The policy statement contains the principles and policies that guide how Islands Trust Council interprets and implements its provincial mandate “to preserve and protect the unique amenities and environment of the Islands Trust Area.” It also guides how individual island communities develop their official community plans and land-use bylaws. 

With the most recent policy statement created in 1994, the Trust’s programs committee has been working to update the document with specific goals of addressing the climate crisis and the Trust’s commitment to reconciliation with local First Nations, and to better manage housing needs.

Galiano trustee Tahirih Rockafella raised the failed motion to advance first reading, arguing issues like climate change, the housing crisis and First Nations reconciliation cannot wait. 

“People are asking for a pause in the process and I think many of those people possibly are not fully aware of the process, and I don’t fault them for it because it’s not an exciting process to go through. However, I do believe that as trustees we can walk our communities through this process and fully engage, especially since now we have these people at the table and they’re very excited to fully participate,” Rockafella said. 

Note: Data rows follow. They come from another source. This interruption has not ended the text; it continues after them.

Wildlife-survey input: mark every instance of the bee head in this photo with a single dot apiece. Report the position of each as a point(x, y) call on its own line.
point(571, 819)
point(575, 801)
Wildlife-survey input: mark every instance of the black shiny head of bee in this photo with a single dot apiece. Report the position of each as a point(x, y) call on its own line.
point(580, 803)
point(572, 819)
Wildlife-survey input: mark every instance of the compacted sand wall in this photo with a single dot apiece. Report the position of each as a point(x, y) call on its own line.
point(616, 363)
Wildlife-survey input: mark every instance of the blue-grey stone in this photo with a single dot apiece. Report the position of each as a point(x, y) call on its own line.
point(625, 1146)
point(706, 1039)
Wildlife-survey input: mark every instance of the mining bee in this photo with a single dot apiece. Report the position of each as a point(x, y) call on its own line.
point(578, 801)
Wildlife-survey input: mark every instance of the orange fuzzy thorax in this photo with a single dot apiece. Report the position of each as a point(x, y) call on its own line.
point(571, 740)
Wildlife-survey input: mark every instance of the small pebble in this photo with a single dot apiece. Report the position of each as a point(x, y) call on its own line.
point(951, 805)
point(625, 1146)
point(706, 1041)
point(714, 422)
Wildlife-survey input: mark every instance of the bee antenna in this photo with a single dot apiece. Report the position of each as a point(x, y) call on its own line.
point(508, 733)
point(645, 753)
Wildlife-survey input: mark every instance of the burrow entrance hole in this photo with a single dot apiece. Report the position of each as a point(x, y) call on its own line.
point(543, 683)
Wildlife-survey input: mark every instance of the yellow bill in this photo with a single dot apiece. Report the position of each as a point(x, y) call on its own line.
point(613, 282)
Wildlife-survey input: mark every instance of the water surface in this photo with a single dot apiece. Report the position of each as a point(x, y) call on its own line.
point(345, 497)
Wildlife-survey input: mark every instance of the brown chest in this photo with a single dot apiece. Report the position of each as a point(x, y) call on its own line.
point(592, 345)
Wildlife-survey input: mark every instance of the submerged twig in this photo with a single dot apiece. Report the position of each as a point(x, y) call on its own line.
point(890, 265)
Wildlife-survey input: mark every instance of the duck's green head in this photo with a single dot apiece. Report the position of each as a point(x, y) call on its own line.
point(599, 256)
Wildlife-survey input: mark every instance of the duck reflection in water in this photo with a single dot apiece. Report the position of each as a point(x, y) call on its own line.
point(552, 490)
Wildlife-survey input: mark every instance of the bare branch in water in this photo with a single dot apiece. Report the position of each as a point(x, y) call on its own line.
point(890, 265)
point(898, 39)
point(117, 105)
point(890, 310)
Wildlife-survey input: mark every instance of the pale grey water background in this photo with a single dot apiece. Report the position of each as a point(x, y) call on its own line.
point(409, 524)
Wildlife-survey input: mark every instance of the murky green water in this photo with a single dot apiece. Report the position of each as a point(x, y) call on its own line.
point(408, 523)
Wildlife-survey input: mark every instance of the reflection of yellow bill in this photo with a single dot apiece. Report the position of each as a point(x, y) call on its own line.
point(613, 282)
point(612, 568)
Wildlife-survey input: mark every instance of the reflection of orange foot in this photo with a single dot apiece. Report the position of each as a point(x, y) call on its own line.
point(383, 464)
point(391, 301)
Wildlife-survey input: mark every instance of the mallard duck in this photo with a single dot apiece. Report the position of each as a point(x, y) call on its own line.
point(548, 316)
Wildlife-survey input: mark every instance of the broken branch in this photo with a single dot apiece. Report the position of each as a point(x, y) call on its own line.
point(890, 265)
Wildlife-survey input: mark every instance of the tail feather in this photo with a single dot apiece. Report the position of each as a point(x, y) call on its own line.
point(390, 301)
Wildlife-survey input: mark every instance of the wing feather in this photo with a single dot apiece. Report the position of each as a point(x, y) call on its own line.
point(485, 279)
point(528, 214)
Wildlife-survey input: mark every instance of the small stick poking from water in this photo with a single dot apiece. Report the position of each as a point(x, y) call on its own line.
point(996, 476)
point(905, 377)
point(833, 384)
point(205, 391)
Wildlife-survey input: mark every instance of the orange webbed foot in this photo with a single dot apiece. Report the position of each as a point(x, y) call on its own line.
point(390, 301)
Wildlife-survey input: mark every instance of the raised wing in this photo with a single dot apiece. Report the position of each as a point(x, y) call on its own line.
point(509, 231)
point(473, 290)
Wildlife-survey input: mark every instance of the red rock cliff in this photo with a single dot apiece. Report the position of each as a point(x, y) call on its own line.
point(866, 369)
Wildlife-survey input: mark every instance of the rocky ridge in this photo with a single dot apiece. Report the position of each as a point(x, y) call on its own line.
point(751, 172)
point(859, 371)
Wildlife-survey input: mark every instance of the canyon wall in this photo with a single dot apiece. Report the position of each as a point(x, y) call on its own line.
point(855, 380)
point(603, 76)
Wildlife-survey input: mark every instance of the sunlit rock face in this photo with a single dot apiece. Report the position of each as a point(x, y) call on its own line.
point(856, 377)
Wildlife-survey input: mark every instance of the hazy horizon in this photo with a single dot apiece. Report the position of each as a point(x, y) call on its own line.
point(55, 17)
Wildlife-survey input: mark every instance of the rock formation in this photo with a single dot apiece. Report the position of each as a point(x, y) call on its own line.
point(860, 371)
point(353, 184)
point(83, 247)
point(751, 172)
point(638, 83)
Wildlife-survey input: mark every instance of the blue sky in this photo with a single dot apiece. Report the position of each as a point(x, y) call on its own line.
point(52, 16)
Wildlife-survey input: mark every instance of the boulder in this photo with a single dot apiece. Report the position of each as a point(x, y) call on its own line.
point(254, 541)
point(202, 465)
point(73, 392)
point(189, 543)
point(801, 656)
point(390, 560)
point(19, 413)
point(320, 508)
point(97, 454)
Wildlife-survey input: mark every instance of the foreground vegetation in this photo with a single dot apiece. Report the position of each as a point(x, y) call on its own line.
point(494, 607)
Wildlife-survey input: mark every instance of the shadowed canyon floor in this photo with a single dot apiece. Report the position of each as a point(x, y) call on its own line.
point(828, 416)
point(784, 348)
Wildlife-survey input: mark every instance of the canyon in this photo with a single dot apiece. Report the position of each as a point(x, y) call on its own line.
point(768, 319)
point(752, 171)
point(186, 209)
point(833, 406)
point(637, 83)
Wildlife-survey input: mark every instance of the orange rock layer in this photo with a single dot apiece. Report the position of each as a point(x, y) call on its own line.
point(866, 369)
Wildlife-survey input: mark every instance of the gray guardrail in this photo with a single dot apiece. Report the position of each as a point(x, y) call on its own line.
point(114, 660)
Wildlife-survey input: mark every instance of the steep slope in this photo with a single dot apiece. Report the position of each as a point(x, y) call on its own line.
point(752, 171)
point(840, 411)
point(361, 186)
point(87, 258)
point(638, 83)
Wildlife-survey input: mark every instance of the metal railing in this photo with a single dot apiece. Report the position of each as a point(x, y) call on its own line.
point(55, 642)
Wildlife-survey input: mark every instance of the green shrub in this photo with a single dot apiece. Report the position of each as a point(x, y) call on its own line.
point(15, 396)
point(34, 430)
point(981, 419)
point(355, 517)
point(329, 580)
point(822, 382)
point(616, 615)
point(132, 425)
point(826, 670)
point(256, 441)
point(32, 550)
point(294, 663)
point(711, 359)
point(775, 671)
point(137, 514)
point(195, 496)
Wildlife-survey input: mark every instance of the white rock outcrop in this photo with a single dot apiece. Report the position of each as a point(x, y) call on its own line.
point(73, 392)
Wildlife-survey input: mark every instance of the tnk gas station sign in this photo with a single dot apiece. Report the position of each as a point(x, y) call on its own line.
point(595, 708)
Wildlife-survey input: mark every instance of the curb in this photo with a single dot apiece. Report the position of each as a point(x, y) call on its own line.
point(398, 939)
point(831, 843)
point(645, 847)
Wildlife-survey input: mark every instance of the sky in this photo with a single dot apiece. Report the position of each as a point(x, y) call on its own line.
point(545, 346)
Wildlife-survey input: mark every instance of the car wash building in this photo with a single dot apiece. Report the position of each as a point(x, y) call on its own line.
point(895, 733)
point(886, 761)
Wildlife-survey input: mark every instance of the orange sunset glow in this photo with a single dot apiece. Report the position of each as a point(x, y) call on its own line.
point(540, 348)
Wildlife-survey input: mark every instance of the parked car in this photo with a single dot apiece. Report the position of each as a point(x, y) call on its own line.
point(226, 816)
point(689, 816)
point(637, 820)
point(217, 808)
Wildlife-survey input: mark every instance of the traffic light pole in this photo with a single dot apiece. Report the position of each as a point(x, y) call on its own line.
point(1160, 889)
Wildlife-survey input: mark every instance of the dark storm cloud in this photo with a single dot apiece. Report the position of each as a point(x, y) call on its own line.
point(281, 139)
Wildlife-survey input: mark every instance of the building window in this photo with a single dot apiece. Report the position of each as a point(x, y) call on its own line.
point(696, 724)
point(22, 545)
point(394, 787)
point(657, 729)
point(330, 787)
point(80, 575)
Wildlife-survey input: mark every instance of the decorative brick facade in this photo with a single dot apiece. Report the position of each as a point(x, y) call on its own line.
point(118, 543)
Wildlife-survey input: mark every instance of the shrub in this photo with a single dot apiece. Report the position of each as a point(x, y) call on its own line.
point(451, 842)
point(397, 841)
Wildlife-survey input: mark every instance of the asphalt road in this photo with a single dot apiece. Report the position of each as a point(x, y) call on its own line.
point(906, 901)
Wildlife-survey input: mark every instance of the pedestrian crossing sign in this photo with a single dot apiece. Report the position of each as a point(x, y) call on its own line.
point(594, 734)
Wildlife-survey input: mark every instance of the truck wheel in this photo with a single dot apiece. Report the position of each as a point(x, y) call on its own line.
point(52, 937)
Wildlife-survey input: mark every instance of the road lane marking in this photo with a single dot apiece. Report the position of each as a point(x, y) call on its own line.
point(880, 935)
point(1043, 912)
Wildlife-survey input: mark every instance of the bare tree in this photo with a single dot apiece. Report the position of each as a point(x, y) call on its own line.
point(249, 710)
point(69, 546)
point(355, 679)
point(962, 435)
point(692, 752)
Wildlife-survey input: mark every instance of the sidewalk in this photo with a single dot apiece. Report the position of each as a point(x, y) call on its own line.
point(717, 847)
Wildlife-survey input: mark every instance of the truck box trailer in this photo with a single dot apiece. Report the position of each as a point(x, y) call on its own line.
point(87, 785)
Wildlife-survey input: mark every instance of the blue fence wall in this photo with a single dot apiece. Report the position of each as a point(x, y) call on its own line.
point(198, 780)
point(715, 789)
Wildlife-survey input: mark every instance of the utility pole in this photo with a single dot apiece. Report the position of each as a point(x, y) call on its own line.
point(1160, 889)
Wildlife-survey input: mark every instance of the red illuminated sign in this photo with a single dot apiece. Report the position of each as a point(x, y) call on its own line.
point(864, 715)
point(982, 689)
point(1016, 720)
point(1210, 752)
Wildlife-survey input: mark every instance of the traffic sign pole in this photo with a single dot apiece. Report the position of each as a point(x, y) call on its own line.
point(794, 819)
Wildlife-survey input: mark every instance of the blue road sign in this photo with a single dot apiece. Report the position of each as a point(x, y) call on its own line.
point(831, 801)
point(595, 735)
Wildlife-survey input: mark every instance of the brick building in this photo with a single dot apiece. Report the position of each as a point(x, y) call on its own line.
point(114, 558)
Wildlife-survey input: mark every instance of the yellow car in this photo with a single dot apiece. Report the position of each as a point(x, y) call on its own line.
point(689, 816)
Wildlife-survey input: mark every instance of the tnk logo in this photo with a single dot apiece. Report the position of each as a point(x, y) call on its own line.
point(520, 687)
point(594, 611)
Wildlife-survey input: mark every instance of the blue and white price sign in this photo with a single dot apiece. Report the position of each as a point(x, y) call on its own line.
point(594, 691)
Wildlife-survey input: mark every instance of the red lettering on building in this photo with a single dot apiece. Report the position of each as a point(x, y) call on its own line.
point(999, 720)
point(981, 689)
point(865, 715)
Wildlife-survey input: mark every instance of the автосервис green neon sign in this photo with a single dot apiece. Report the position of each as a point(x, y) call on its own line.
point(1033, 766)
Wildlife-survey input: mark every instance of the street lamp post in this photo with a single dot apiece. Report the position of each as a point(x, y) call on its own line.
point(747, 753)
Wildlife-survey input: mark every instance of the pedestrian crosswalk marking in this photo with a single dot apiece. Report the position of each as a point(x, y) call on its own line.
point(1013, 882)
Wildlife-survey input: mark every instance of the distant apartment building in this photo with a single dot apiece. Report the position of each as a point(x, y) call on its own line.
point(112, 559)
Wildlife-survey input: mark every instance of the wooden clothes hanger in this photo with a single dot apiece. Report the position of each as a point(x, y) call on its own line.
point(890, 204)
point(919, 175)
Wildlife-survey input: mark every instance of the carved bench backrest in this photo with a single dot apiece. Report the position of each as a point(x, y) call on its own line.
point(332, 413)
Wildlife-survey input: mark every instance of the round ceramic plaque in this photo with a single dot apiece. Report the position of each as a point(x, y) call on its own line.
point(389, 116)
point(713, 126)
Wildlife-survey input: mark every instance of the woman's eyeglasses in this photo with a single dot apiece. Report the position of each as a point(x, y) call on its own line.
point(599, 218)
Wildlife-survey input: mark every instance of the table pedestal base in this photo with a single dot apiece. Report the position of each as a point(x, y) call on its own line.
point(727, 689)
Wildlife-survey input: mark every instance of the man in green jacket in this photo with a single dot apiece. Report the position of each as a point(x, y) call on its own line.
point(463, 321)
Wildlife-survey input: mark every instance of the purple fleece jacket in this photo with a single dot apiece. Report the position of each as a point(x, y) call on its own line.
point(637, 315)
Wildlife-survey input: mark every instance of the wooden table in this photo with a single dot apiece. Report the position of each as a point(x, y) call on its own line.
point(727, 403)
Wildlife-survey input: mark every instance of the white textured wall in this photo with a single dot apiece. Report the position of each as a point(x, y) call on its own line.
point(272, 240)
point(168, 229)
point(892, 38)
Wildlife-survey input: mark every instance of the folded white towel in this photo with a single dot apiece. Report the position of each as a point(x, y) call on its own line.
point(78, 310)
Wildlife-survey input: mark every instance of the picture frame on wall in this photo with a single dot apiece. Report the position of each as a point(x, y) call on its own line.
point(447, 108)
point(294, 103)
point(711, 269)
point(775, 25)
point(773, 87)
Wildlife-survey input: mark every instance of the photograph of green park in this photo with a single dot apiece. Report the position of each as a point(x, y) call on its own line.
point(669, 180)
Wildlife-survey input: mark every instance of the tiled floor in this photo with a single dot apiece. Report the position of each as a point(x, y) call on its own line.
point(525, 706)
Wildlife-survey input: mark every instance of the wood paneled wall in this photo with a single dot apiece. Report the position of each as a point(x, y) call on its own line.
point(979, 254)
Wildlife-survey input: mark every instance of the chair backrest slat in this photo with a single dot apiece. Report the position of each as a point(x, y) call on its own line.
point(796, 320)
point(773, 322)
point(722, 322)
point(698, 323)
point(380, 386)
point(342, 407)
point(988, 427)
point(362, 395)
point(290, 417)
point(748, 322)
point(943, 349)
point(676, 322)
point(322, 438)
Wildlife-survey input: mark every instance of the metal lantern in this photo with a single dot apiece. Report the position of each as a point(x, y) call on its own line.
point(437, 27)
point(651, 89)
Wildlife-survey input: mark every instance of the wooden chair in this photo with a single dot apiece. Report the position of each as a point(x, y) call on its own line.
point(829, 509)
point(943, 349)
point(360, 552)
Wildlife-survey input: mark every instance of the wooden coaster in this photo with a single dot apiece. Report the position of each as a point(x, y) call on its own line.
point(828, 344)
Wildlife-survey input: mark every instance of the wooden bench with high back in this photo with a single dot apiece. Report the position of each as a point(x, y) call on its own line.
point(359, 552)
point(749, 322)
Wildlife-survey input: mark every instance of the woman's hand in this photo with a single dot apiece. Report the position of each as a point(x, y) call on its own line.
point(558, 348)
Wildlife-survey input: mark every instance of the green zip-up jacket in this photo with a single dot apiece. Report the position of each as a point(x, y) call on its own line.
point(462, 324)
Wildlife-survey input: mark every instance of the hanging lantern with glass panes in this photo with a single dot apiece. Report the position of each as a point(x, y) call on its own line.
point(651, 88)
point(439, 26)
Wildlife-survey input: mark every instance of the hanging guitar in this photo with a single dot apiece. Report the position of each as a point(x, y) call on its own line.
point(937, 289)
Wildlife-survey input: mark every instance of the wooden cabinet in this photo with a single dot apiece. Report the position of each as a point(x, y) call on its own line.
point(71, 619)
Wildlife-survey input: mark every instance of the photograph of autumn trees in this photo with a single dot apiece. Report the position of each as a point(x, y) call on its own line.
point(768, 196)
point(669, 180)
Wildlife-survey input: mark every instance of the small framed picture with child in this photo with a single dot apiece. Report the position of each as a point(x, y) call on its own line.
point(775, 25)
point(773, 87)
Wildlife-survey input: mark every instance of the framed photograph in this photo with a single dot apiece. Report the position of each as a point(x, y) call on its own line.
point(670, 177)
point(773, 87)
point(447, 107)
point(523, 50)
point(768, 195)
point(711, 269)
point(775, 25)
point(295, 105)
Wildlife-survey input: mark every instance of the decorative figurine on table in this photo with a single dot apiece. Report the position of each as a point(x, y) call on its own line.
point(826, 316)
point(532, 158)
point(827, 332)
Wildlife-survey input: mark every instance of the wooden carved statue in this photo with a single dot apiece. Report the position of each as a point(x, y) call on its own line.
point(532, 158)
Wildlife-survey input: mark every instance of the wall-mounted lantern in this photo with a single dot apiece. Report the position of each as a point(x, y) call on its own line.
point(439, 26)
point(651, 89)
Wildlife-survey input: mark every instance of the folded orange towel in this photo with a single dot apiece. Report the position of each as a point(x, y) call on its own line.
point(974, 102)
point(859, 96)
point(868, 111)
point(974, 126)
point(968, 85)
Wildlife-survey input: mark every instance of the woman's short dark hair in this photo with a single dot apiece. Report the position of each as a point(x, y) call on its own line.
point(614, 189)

Salt Spring trustees Laura Patrick and Peter Grove both spoke earlier in the day about the clear preference on their island to wait for first reading. Patrick further noted in discussion of the motion to proceed a power outage the evening before had prevented many southern Gulf Island residents from speaking at a town hall session scheduled on Zoom. She also wanted to propose amendments to the draft.

“I can’t support giving first reading — I would support waiting until December,” Patrick said.

South Pender trustee Cameron Thorn asserted his belief that by listening to islanders now, the Islands Trust will potentially gain more buy-in and a far smoother pathway to final adoption of a new policy statement later on. 

“Rushing this will just divide communities and alienate people who might otherwise be part of this process,” agreed Bowen trustee Michael Kaile.

Trust Programs Committee chair Deb Morrison introduced several alternative possible motions during council’s morning session to defer first reading until December and to circulate a working draft to the public and to referral agencies in the meantime, while local Trust committees support more public engagement in their own communities. 

Debate on the project timeline and consultation methods continued during the afternoon session.